Battery manufacturing start-up Northvolt has raised US$1 billion for its planned Swedish gigafactory project— and has revealed it will build a second such facility in Germany in partnership with Volkswagen.
Northvolt said the equity capital raise for the lithium-ion battery cells plant at Skellefteå had been led by VW and Goldman Sachs Merchant Banking Division, alongside BMW, AMF, Folksam Group and IMAS Foundation.
The sum is in addition to a €350 million ($391m) loan approved earlier this year for the Swedish project by the European Investment Bank.
The Swedish company said “a part” of the cash raised will be invested in setting up a 50-50 joint venture with VW to build a 16GWh lithium-ion cells facility in Salzgitter, Germany.
Northvolt co-founder and CEO Peter Carlsson said the investments mark “a key moment for Europe that clearly shows that we are ready to compete in the coming wave of electrification, and that we will do so using battery cells which carry the lowest CO2 footprint possible”.

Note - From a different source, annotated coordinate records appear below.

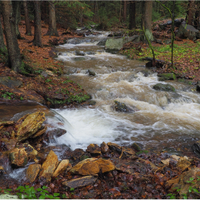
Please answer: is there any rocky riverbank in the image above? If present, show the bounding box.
[0,111,200,199]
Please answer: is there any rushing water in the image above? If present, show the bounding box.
[48,30,200,153]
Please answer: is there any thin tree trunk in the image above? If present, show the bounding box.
[33,1,42,47]
[2,0,21,72]
[188,0,194,25]
[129,1,136,30]
[23,0,32,35]
[123,0,127,22]
[0,19,6,52]
[12,1,21,39]
[144,1,153,41]
[46,1,58,36]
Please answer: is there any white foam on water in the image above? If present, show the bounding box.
[51,108,133,150]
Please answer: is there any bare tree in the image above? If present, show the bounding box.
[46,1,58,36]
[129,1,136,30]
[23,0,32,35]
[2,0,22,72]
[12,1,21,39]
[123,0,127,22]
[0,16,6,52]
[33,1,42,47]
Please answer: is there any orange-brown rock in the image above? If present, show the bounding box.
[70,158,115,175]
[39,150,58,182]
[15,111,45,141]
[9,148,28,167]
[53,160,69,177]
[86,144,101,154]
[62,176,97,188]
[101,142,109,153]
[1,138,17,151]
[26,164,41,183]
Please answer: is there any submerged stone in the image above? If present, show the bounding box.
[39,150,58,182]
[70,158,115,175]
[26,164,41,183]
[86,144,101,154]
[53,160,69,177]
[15,111,45,141]
[158,73,176,81]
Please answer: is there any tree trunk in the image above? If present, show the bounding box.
[129,1,136,30]
[23,0,32,35]
[2,0,21,72]
[123,0,127,22]
[144,1,153,41]
[12,1,21,39]
[33,1,42,47]
[0,19,6,52]
[188,0,194,25]
[46,1,58,36]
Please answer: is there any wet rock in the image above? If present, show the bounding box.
[0,138,17,151]
[107,142,122,153]
[0,76,23,88]
[192,140,200,157]
[26,164,41,183]
[71,149,85,160]
[75,51,85,56]
[131,142,142,151]
[31,126,47,138]
[196,83,200,92]
[62,176,97,188]
[86,144,101,155]
[166,167,200,198]
[97,38,107,46]
[70,158,115,175]
[9,148,28,167]
[45,128,67,142]
[114,101,134,112]
[158,73,176,81]
[15,111,45,141]
[101,142,109,153]
[53,160,69,177]
[39,150,58,182]
[0,166,5,175]
[63,66,78,75]
[73,57,85,61]
[153,83,175,92]
[87,69,96,76]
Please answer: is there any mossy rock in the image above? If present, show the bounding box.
[158,73,176,81]
[153,83,175,92]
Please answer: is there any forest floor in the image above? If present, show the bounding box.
[0,21,90,107]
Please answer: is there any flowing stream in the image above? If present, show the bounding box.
[50,32,200,154]
[0,32,200,156]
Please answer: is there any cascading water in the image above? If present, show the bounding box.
[52,29,200,152]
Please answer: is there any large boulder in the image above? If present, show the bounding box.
[39,150,58,182]
[53,160,69,177]
[62,176,97,189]
[70,158,115,176]
[153,83,175,92]
[15,111,45,141]
[26,164,41,183]
[177,22,199,40]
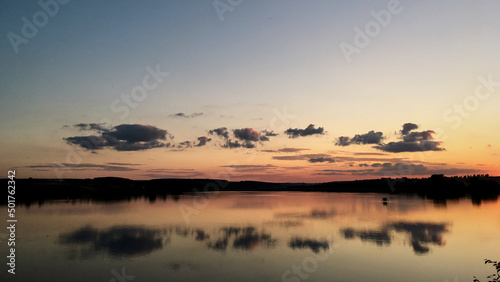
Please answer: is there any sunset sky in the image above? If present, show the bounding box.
[0,0,500,182]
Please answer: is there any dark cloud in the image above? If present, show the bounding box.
[285,124,325,138]
[177,141,193,149]
[221,139,255,149]
[26,163,140,171]
[233,127,260,141]
[335,123,445,153]
[273,154,331,161]
[262,148,310,153]
[260,129,278,136]
[374,140,445,153]
[103,124,167,143]
[73,123,109,132]
[221,164,277,172]
[315,163,480,177]
[335,136,351,146]
[208,127,229,139]
[403,130,436,142]
[401,122,418,135]
[314,169,375,175]
[63,124,172,151]
[208,127,269,149]
[352,152,389,156]
[196,136,212,147]
[64,135,109,150]
[170,113,203,118]
[335,130,384,146]
[309,158,335,163]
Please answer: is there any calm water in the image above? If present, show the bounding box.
[0,192,500,282]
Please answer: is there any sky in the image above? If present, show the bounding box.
[0,0,500,183]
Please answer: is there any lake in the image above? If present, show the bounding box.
[0,192,500,282]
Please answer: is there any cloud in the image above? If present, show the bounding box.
[208,127,229,139]
[177,141,193,149]
[288,238,330,254]
[335,130,384,146]
[225,139,255,149]
[103,124,167,143]
[63,124,172,151]
[170,113,203,118]
[233,127,260,141]
[208,127,269,149]
[315,163,480,177]
[260,129,278,136]
[26,163,140,171]
[221,164,277,172]
[335,136,351,146]
[262,148,310,153]
[403,130,436,142]
[285,124,325,138]
[73,123,109,132]
[272,154,331,161]
[309,157,335,163]
[401,122,418,135]
[373,140,445,153]
[196,136,212,147]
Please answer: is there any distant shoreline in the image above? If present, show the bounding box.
[0,175,500,205]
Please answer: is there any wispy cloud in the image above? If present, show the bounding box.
[285,124,325,138]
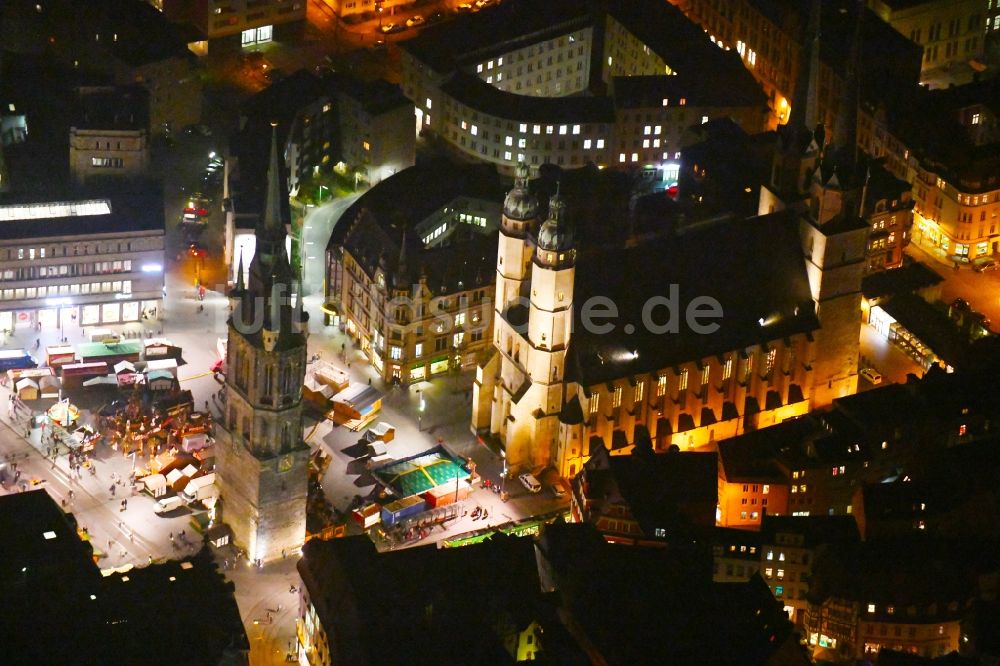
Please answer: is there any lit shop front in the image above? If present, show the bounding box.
[0,290,160,332]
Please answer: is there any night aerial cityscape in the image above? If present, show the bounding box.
[0,0,1000,666]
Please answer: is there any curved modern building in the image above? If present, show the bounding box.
[401,0,768,181]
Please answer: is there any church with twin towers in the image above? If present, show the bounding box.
[471,0,877,478]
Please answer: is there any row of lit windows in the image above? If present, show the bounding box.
[0,280,132,301]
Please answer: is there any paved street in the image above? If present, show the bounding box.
[906,243,1000,331]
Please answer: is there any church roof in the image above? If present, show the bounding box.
[566,212,819,386]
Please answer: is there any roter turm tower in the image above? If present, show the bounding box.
[216,124,309,562]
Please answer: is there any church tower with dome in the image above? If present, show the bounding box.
[472,164,576,472]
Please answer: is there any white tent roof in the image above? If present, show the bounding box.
[142,474,167,490]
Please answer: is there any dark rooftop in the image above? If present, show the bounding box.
[760,513,861,548]
[441,71,615,123]
[73,85,149,130]
[0,490,249,664]
[566,213,819,387]
[327,160,505,293]
[879,293,969,366]
[0,183,164,240]
[298,535,541,664]
[861,261,944,298]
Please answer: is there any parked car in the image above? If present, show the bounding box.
[859,368,882,386]
[517,472,542,493]
[972,257,997,273]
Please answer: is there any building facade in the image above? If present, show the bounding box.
[401,0,767,180]
[868,0,986,80]
[69,86,149,183]
[324,163,501,383]
[216,131,309,562]
[0,194,164,337]
[674,0,916,132]
[157,0,308,47]
[472,158,865,477]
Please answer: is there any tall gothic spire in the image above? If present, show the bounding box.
[236,248,246,293]
[834,0,865,167]
[788,0,821,132]
[263,123,284,232]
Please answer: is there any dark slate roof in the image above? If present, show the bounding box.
[336,76,412,115]
[401,0,767,114]
[0,488,99,588]
[73,84,149,130]
[861,261,944,298]
[559,394,583,425]
[540,520,801,664]
[400,0,591,73]
[566,212,819,386]
[327,160,505,292]
[0,187,164,240]
[441,71,615,123]
[614,73,767,113]
[718,426,788,483]
[879,293,969,365]
[760,513,861,548]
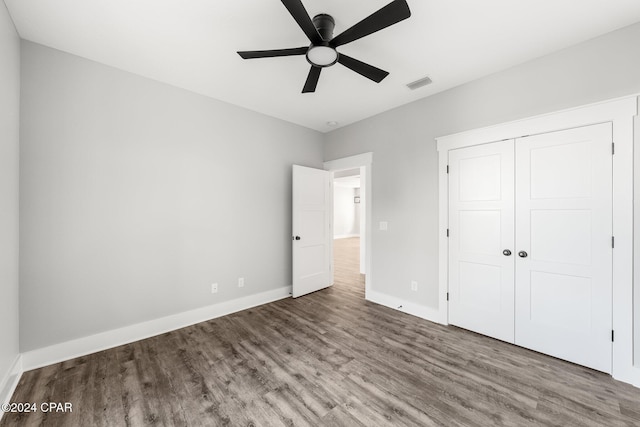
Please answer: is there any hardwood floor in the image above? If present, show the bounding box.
[0,239,640,426]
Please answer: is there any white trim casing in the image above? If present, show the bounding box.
[436,96,640,387]
[324,153,373,300]
[22,286,291,371]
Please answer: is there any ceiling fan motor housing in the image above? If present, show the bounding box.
[306,13,338,67]
[313,13,336,42]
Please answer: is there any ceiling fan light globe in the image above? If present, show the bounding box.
[307,46,338,67]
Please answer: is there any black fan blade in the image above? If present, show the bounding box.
[282,0,322,44]
[302,65,322,93]
[338,54,389,83]
[330,0,411,47]
[238,47,309,59]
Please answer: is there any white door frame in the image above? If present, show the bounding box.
[324,153,373,299]
[435,96,640,387]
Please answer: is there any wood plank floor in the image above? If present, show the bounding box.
[0,238,640,427]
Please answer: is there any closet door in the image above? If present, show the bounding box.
[449,140,515,343]
[514,123,613,372]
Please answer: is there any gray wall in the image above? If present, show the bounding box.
[20,41,323,351]
[0,2,20,403]
[325,24,640,318]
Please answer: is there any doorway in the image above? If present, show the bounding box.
[332,168,365,297]
[324,153,372,299]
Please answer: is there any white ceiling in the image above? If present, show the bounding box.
[5,0,640,132]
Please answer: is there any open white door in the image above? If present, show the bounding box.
[292,165,333,298]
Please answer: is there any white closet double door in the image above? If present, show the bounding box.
[449,123,613,372]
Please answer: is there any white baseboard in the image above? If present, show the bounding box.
[367,290,446,325]
[333,234,360,240]
[22,286,291,371]
[0,355,23,420]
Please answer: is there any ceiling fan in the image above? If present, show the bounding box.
[238,0,411,93]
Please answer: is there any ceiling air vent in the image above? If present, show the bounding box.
[407,77,432,90]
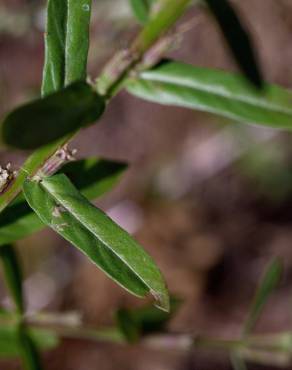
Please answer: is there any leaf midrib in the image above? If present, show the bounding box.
[40,182,153,294]
[141,71,292,116]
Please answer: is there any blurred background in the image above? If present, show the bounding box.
[0,0,292,370]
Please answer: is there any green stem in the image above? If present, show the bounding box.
[0,0,191,212]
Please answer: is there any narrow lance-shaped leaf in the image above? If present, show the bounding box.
[0,158,127,246]
[125,62,292,129]
[0,324,59,358]
[42,0,67,96]
[24,174,169,310]
[205,0,263,88]
[243,258,283,335]
[65,0,92,86]
[1,82,104,149]
[42,0,91,96]
[129,0,153,24]
[0,245,24,313]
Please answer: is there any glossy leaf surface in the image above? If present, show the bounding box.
[24,174,169,310]
[126,62,292,129]
[0,158,127,246]
[1,82,104,149]
[42,0,91,96]
[0,245,24,313]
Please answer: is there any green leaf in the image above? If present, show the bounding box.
[42,0,91,96]
[205,0,263,88]
[130,0,153,24]
[18,324,42,370]
[0,158,127,246]
[126,62,292,129]
[243,258,283,335]
[61,158,128,200]
[1,82,104,149]
[24,174,169,310]
[0,323,59,358]
[0,245,24,313]
[65,0,92,85]
[42,0,67,96]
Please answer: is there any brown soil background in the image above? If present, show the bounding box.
[0,0,292,370]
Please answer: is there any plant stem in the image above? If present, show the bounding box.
[0,0,191,212]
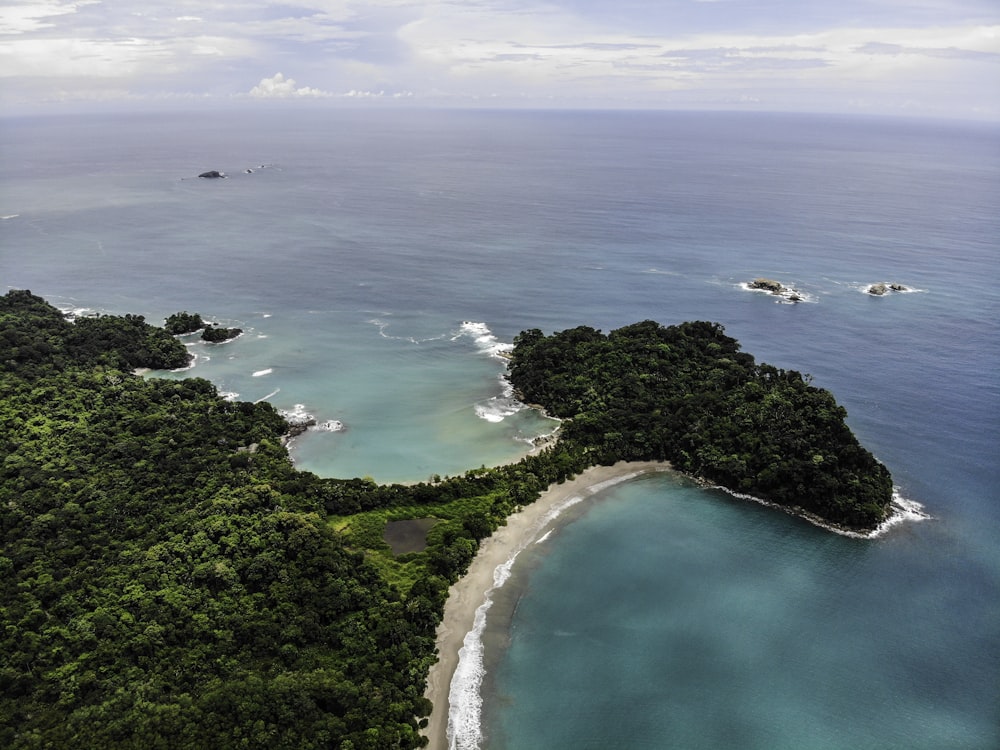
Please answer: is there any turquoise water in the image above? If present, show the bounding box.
[0,110,1000,750]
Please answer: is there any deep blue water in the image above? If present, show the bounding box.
[0,110,1000,750]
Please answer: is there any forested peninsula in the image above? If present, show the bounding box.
[0,291,891,750]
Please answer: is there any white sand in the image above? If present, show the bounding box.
[424,461,671,750]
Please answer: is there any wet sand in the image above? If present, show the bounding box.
[424,461,672,750]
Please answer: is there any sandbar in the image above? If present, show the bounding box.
[424,461,673,750]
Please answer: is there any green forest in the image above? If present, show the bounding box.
[0,291,891,750]
[510,321,892,529]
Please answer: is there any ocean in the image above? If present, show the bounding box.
[0,107,1000,750]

Building construction work at the Swedish plant will start in August with large-scale production estimated to begin in 2021.
The Germany project is scheduled to start manufacturing battery cells for VW’s electric vehicles from late 2023 or early 2024 and production could be increased to 24GWh over the following years, the partners said.
Since its official launch in March 2017, Northvolt has grown from 12 to almost 300 employees people. In 2018, Northvolt delivered its first product, a battery pack, to Epiroc’s fleet of underground mining machines, as well as producing its first battery cell. Currently, the company has an operational research lab and two cell factories under construction in Sweden – Northvolt Ett in Skellefteå and Northvolt Labs in Västerås, plus a battery systems factory in Poland that is already in production.